The designer worked for Ralph Lauren Co. and it turned into one of the coolest rooms I have ever seen.The architect was a champ also. All the moulding profiles were from Salt Lake City area. The owners summered in Sun Valley.The super was this old guy who collected guns and hand planes.. He took one look at me and called my supervisor and asked for someone else. I was thirty. He saw me set a door jamb with plumb bob and jamb spreader and is eye lit up and I won him over. We became good friends.One day at lunch I was driving to Circle K and I took a wrong turn and found some ^ or & houses that made the one I was working in look like a shack. My only thought was, "I thought there was money here. Now I know." I went in and told them I could hang the multi piece maple crown they were working on perfectly. That's a quote. I was almost ready to quit then and there but the foreman was a little snobby and looked at me like I couldn't pound a nail into wet snow. Imagine that. All this, I was running that trim crew for 11.50/hour. Hence the reason I don't live there anymore. But more than a little do I regret leaving the work. It was simply awesome.I spent three years working in Bay Colony - new money and Port Royal - old money.
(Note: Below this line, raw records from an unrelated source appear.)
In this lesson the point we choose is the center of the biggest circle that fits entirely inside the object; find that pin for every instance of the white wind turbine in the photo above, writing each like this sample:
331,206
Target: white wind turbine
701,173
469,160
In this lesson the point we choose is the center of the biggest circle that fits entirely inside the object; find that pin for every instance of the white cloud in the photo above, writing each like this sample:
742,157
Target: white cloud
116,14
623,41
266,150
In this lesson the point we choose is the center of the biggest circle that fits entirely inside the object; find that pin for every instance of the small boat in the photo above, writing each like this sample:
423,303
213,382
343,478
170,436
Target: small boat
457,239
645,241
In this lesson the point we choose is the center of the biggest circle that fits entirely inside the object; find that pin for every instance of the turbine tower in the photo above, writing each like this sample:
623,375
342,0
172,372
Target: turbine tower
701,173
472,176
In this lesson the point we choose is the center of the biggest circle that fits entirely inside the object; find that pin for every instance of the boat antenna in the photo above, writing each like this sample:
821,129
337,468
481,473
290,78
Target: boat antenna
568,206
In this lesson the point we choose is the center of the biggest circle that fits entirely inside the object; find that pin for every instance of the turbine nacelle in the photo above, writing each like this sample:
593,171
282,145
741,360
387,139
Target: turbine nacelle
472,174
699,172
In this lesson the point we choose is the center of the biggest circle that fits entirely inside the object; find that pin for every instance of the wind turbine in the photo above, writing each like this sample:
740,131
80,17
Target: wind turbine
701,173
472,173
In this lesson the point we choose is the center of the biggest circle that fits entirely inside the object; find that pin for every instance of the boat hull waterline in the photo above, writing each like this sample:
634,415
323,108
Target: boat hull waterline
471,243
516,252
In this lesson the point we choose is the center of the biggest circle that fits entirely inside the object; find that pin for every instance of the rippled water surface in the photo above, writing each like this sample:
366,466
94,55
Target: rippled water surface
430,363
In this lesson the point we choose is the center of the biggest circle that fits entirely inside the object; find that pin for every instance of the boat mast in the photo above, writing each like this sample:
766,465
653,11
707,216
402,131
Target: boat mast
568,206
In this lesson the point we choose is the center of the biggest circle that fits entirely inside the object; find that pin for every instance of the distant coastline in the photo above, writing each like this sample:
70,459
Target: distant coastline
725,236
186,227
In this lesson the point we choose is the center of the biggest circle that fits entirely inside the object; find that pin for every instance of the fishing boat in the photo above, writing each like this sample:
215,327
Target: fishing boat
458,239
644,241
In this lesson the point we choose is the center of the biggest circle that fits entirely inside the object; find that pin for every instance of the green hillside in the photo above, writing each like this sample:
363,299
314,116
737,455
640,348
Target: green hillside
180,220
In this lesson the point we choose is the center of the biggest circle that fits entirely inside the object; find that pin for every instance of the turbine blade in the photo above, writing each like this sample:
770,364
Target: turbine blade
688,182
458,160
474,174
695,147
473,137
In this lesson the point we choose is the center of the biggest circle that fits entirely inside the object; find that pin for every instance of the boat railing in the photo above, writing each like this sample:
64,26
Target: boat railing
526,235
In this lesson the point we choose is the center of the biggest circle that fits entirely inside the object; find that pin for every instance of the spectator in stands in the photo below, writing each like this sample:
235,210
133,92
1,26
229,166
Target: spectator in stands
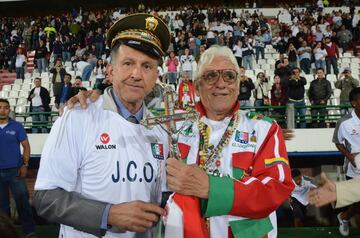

I agree with you Quicksilver. A ¾” overall hump smoothed out might hide well enough if the fascia is straight and has a gutter to help mask what the fascia was unable visually mellow. I mean since this is a garage wall the interior ceiling will probably fly. I would think that the hump was apparent during the plumb and line phase and then someone change their mind about letting it slide and hide. It is definitely a judgment call and I’d have to see it to call it. I have ripped the tops of the tails (3/4” or ½ to nothing in the tails length) to help hide bumps in the walls and straighten the fascia. I mean if it is visually gross and can’t be easily hid, well then it has to be cut down straight as recommended by a few others above. Of course, perfection to start with would have been preferred.
<!----><!---->
I used to fly Eipper “Quicksilver” Ultralite Aircraft back in the early eighties. Your screen name reminded me of that. It was a good time.
gene
you really didn't think you could rout the top of that plate down 3/4" in 10 minutes, right ?
carpenter in transition
Maybe not ten, but not more than thirty. Put it this way, a whole lot less time than it took to fix it as described.Gene Davis, Davis Housewrights, Inc., Lake Placid, NY
I do that to MDW often.
She tells me; "Get out of my head!"
EricI Love A Hand That Meets My Own,
With A Hold That Causes Some Sensation.